Érase una vez un país, un continente, un planeta, en el que lo que predominaba era la fuerza. No, no es que fuera un país, un continente o un planeta primitivo, no; la alta tecnología ya había llegado, los ordenadores estaban por todas las casas y reinaban los automóviles, los trenes rapidísimos, los rascacielos admirables, ya sabes, todo eso que llaman progreso. Pero de verdad, lo que aparecía en cuanto escarbabas un poquito, era la fuerza bruta.

Al margen de las apariencias educadas, lo realmente importante era el poderío físico. Una buena bofetada siempre era eficaz para poner por encima al poderoso del humilde, al fuerte del débil, al grande del pequeño, al adulto del niño, al joven del anciano y, sobre todo, al hombre de la mujer. Cualquier cortesía (las señoritas primero) ocultaba detrás un mundo de golpes y supremacía masculina que empapaban el cine, la televisión, el idioma, los periódicos, los libros, la cultura en general incluyendo, no te asombres, una constitución, llamada democrática, que impedía el reinado de cualquier mujer simplemente por eso, por ser mujer.

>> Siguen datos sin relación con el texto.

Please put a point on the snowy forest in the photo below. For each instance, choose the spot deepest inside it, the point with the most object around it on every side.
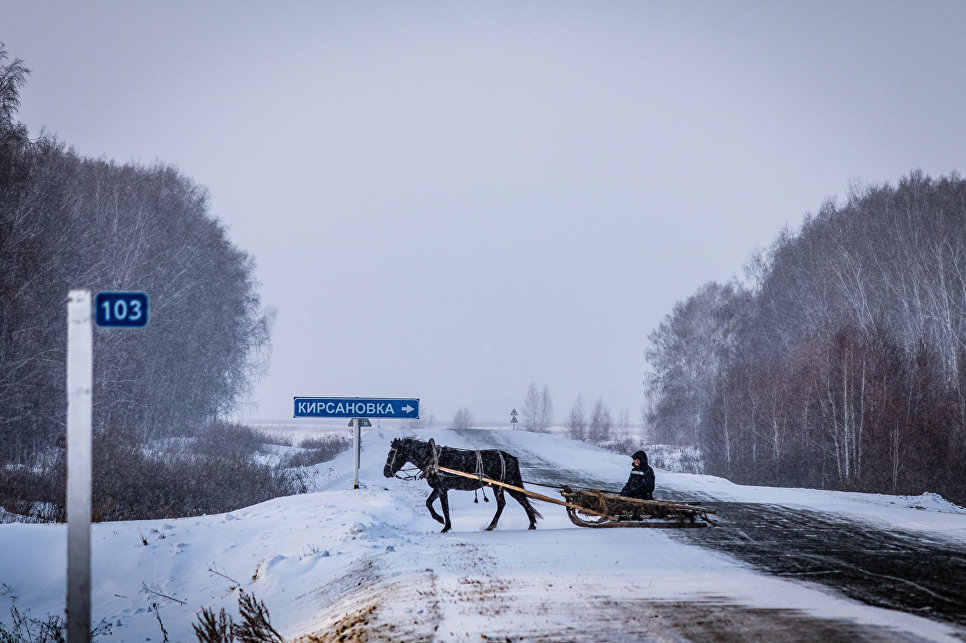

Los hombres, a veces, llevados por un llamado amor extremo, propinaban cachetes a las mujeres produciendo morados en la cara que no estaban bien vistos. Incluso, cuando era inevitable, había denuncias y condenas. Pero los cachetes pasaban a palizas, y las palizas a asesinatos, mientras, el poder disimulaba. Muchos discursos pero pocos resultados.

Ante tanto desatino, algunas mujeres empezaron a pensar que las cosas podían ser de otra manera, y se reunían para soñar con una sociedad diferente. Fue cuando decidieron actuar y llenaron las paredes de consignas violetas. Pero lo peor para ellos era lo que les esperaba después, porque bajo la consigna de una huelga general, cada mujer concretó su propia huelga particular.

Y así, hubo huelga de cariño, de amor, de ternura, de compañía; huelga de sensibilidad, de apoyo, de esfuerzo compartido, de solidaridad. Huelga de caricias, de placer, de orgasmos fingidos, de carmín y maquillaje, de amantes escondidas y besos en un descampado. Huelga de pasiones y arrebatos, de deseos desbordados, de silicona y de zapatos con tacón de aguja. Huelga de «sí quiero», de planchar camisas y de café con leche en la cama, de sacar entradas para el teatro, de comprar regalos para las sobrinas. Huelga de embarazos, de partos, de empuje ahora, de lavar pañales y amamantar retoños, de acudir de madrugada junto a la cuna. Huelga de aniversarios siempre olvidados, de fiestas de cumpleaños, de compromisos, de obligaciones inventadas, de costumbres, de desprecios. Huelga de fiestas para el jefe, de bailes con manoseos, de bandejas con canapés, de tráeme una copa que estoy muy cansado, de qué hay para cenar. Huelga de armarios ordenados, de despensa llena, de mesa y mantel, de niños limpios, peinados, almorzados y sonrientes. Huelga de sábanas de seda, de cremalleras, de striptis con música de nueve semanas y media. Huelga de nalgas que no temen pellizcos, de mejillas que no aceptan bofetadas, de escotes que no necesitan miradas. Huelga de roces junto a la fotocopiadora, de estrechuras provocadas en el metro. Huelga de listas de la compra, de pedir turno en el supermercado, de elegir el menú de cada día y cada noche. Huelga de ir siempre detrás, de ser una sombra, de aguantar, de tolerar, de agachar la cabeza, de pedir permiso, de disimular, de temer, de resistir.

Fueron millones de huelgas diferentes secundadas por millones de mujeres hartas de no ser mujeres, sino víctimas. Tantas huelgas que al final aquel país, continente o planeta, se paró ante la mirada atónita de millones de hombres incapaces de volver a ponerlo en marcha. Y dice la leyenda que no volverá a moverse jamás hasta que los hombres no encuentren un antídoto que convenza a las mujeres de que, de verdad, los tiempos están cambiando.

Pero, oye, tienes una mirada extraña ¿qué te pasa?, no tienes de qué preocuparte, mujer, sólo es un cuento. Si ya lo sé, solo estoy pensando de qué haría yo mi huelga particular.